Na samym koncu podczas stania na swiatlach zawiesily mi sie obroty na 1100 a jak przegazowalem to spadly na 750.
Przy 110 – 130 spalanie wyszlo 8 i 8.1l na 100km, trase przejechalem w 10h i pare min.
Poradzcie co to moze byc ? Dalej ten silnik krokowy ? Moczenie w benzynie nic nie dalo albo nawet pogorszylo ? Trzeba by go przesmarowac smarem ?
Tak jak pisalem nie rozbieralem go na czesci.
Dzieki za pomoc, za 2tyg robie ta trase spowrotem i chcial bym cos na to poradzic.

PostNapisane: 30 mar 2007, 10:14
przez Lukano
A co z tymi przewodami WN?? Wymieniłeś?? Sprawdziłeś??
Ja miałem takie same objawy jak Ty, w poprzedniej Maździe . Też nie świeciły w nocy ;–) Ale na wszelki wypadek wymieniłem niestety na JC. Nic nie pomogło nawet pogorszyło. Jeździłem tak chyba ze 6 miesięcy wqrwiony. Sprawdzałem, wymieniałem po kolei co mi kto poradził, że może być. I nic.
Na koniec kupiłem od Smirnoffa przewody NGK. I co?? Madzia jak nowo narodzona. Wreszcie poczułem, że mam 130 koni pod maską.

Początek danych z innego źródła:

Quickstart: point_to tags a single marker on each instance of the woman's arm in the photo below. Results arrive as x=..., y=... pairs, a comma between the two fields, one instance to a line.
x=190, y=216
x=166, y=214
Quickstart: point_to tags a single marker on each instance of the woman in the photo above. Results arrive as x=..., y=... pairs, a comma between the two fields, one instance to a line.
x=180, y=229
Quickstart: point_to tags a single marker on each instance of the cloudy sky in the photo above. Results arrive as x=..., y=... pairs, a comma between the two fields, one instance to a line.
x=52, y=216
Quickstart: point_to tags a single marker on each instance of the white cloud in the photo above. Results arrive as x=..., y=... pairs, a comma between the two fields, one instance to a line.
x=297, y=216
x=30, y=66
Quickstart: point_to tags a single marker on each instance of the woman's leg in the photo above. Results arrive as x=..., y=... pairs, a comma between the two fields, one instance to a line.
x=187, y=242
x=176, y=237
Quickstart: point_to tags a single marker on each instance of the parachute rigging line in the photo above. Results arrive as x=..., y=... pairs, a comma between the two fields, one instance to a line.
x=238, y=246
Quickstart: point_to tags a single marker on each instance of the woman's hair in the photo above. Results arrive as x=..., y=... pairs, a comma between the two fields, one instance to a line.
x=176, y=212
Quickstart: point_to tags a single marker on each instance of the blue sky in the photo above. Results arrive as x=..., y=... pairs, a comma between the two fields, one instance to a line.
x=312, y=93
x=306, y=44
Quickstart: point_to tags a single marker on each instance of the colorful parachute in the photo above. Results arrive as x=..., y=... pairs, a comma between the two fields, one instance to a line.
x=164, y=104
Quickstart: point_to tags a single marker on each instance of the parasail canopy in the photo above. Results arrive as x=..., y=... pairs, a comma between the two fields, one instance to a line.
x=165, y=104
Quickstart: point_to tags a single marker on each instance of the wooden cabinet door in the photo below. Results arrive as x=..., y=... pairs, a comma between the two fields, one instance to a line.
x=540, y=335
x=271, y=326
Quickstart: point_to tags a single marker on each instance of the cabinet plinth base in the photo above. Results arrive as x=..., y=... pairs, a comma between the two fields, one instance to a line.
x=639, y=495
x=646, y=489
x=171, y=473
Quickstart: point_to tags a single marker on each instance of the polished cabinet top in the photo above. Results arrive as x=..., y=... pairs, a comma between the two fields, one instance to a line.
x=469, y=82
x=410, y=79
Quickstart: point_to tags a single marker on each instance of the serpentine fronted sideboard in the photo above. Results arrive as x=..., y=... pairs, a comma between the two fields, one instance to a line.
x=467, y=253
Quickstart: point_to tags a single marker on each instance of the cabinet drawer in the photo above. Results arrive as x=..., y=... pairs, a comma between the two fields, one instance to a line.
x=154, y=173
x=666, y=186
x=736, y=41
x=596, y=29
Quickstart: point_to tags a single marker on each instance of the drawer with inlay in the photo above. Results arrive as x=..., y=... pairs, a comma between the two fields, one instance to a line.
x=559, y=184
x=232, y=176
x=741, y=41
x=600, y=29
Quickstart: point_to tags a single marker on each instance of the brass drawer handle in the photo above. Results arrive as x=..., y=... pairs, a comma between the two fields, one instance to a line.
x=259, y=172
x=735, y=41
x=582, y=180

PostNapisane: 30 mar 2007, 11:58
przez zwi
Aktualnie jestem w niemczech. Zadzwonie, zobacze jaka cena.
Jak ogladam te styki na kablach to wygladaja jak nowe.
Da sie je jakos przemierzyc ?

PostNapisane: 1 kwi 2007, 01:55
przez riplej
Przewodów niezmierzysz , jedynie co Ci może pomóc to tylko wymiana na nowe ,
-sprawdz stan wizualny palca i rozdzielacza ewentualnie przeczysc .
Pozdro

PostNapisane: 5 kwi 2007, 16:47
przez kajot_84
Witam
Nie chcialem zakldac nowego watku :) Mam podobny problem ze silnik jakby przygasal na jednen gar. Czy mozliwe jest ze powoduje to peknieta "fajka" przewodu WN na jedenej ze swiec? Peknieta jest pod ta gumka??
Dzieki z gory za odp
Pozdrawiam

PostNapisane: 5 kwi 2007, 23:10
przez riplej
Jest to mozliwe poniewaz ta "fajka" jest zrobiona ze specjalnego materiału o ile sie niemyle to jest bakielit ma chronic przed przebiciami na "mase " , ja na Twoim miejscu wymieniłbym wszystkie kable WN :)
Pozdro

PostNapisane: 5 kwi 2007, 23:36
przez kajot_84
dzeki :) jutro jade po klable dam znac co i jak pozdrawiam

PostNapisane: 7 kwi 2007, 06:58
przez zwi
Bylem w serwisie i salonie mazdy, za oryginalne przewody zaplonowe chca 192euro :)
Jak bede w polsce kupie NGK za okolo 250pln.